Cicero provides us with a lot of personal detail in his letters and he also spends time discussing his various holdings (i.e. properties, including his country villa in Tusculum) and his daily work flow.
You can find extensive reflections by the wealthy and influential Cicero in his letters to Atticus and to his brother Quintus. These reflections are mixed in with general philosophizing and commentary on the politics of the day (rise of G.I. Caesar). It's all quite fascinating and worth a read, if you ever find the time and energy.

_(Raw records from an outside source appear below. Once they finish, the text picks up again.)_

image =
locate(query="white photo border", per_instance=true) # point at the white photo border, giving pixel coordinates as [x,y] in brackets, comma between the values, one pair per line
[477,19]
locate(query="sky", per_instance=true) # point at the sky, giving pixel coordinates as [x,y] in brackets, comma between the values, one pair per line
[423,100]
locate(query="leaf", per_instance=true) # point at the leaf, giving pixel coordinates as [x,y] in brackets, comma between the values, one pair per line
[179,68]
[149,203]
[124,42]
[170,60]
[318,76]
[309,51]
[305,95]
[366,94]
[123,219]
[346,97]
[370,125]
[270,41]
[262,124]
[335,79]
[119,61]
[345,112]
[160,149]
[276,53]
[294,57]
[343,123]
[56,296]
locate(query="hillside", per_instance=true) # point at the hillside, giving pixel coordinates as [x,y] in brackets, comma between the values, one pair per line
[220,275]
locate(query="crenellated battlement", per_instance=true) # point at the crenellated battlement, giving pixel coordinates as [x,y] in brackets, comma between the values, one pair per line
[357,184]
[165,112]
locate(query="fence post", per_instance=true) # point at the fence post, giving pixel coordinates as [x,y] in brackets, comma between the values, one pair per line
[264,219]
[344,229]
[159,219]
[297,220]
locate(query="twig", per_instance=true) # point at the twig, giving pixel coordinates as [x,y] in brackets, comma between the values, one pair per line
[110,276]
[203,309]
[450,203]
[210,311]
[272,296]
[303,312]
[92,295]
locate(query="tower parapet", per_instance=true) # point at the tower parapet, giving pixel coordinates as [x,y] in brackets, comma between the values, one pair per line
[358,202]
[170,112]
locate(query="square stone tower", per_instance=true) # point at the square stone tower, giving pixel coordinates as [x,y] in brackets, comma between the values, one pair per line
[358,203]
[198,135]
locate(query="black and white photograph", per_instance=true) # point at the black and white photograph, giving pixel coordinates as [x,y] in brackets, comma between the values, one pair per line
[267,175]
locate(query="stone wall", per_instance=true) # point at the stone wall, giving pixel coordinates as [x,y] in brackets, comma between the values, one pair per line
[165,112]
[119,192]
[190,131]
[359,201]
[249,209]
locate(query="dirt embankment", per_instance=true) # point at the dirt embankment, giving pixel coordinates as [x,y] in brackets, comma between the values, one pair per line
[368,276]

To Atticus in particular Cicero directed his questions regarding aesthetics and taste; he relied on his friend for, essentially, fashion advice. When Cicero was later on in age, he became quite preoccupied with outfitting his villa and making it conducive to his needs, as he was beginning to prepare for his political retirement (sadly, he got killed). These preparations included the mass acquisition of furnishings, artwork, garden accoutrements and also the establishment of a library suitable for his writing needs.
So, to the meat of your question:
The first thing to understand is that Romans did not generally write. They dictated, and this is one of the reasons why, when you read ancient Roman texts, they are far more conversational than the stilted, formalized academic writing that are commonly associate today with "educated discourse". You should envision two people in this "office", namely the master and the slave, one dictating, the other writing. This is in contrast with today's offices where (at least, in my profession) the dictations are recorded, and then transcribed in another room. I should note that even 30-40 years ago, it was common for attorneys to call their secretaries into their personal offices to "take a dictation" as well.
What I say now is an exception to the above rule:
Cicero describes how he wrote a "short note" to his friend Atticus on a tablet and gave it to Eros, a messenger slave ("Quae decideras, omnia scripsi in codicillis eosque Eroti dedi"). So dictation was not always used, especially not for short, brief notes. The tablet would have been wax, the inscriptions on it would have been made by a stylus. Any Roman worth his salt would have had a ready supply of runners and messengers at his disposal, as well, in order to ensure the swift conduct of his communiques (this would include a stable of horses at a country estate; in the urban settings, I'm not sure whether this would have also been true).
In other words, you would have seen a supply of wax tablets and styli in a given Roman office next to a writing desk for the scribe and the usual writing utensils (at this time, parchment, ink).
What else would have been in the office?
If you were Cicero, lots of statutes - a popular style of art.
We read in Cicero's letter to Marcus Fadius Gallus:
"But you, being unacquainted with my habits, have bought four or five of your selection at a price at which I do not value any statues in the world. You compare your Bacchae with Metellus' Muses. Where is the likeness? To begin with, I should never have considered the Muses worth all that money, and I think all the Muses would have approved my judgment: still, it would have been appropriate to a library, and in harmony with my pursuits. But Bacchae! What place is there in my house for them? But you will say, they are pretty. I know them very well and have often seen them. I would have commissioned you definitely in the case of statues known to me, if I had decided on them. The sort of statues that I am accustomed to buy are such as may adorn a place in a palaestra after the fashion of gymnasia. What, again, have I, the promoter of peace, to do with a statue of Mars? I am glad there was not a statue of Saturn also: for I should have thought these two statues had brought me debt! I should have preferred some representation of Mercury: I might then, I suppose, have made a more favourable bargain with Arrianus. You say you meant the table - stand for yourself; well, if you like it, keep it. But if you have changed your mind I will, of course, have it. For the money you have laid out, indeed, I would rather have purchased a place of call at Tarracina, to prevent my being always a burden on my host. Altogether I perceive that the fault is with my freedman, whom I had distinctly commissioned to purchase certain definite things, and also with Iunius, whom I think you know, an intimate friend of Avianius."
Romans also loved paintings (oil based) and frescoes, same source:
"I have constructed some new sitting-rooms in a miniature colonnade on my Tusculan property. I want to ornament them with pictures: for if I take pleasure in anything of that sort it is in painting."
Any other questions about Roman interior design?